Raising the Section 101 Bar
Both the U.S. Court of Appeals for the Federal Circuit (CAFC) and the U.S. Patent and Trademark Office (USPTO) have been grappling to understand the scope and depth of the Supreme Court's recent and aggressive foray into section 101 jurisprudence. Unfortunately, these efforts have met with little success. The CAFC has continually been rebuked by the Supreme Court on section 101 issues, and the USPTO has been forced to publish a seemingly never-ending series of updated memoranda and guidelines explaining how patent applications will be examined in view of the section 101 judicial exceptions.

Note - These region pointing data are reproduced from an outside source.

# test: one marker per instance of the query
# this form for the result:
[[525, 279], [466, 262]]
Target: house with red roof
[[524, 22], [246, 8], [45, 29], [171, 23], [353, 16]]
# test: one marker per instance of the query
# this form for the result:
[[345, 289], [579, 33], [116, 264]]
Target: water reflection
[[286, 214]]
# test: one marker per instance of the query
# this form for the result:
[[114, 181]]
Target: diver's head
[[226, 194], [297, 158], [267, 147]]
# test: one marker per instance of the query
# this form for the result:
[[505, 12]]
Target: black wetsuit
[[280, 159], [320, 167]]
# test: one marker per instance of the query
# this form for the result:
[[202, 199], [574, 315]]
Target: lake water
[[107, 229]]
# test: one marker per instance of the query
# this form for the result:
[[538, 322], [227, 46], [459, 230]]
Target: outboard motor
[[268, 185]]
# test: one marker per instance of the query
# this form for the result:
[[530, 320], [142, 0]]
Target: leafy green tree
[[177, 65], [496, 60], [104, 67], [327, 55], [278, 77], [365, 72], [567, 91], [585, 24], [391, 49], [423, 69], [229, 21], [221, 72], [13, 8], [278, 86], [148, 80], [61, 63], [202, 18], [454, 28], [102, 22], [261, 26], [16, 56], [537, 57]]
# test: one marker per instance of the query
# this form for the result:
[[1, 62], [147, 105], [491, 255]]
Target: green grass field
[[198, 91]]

The trajectory of the Supreme Court's activity is clear. Although the section 101 eligibility requirement was until recently understood to be a coarse filter, it has quickly become a higher bar that patentees must clear in order to maintain validity. To date, however, it is not clear just how much higher the Supreme Court intends to raise this bar.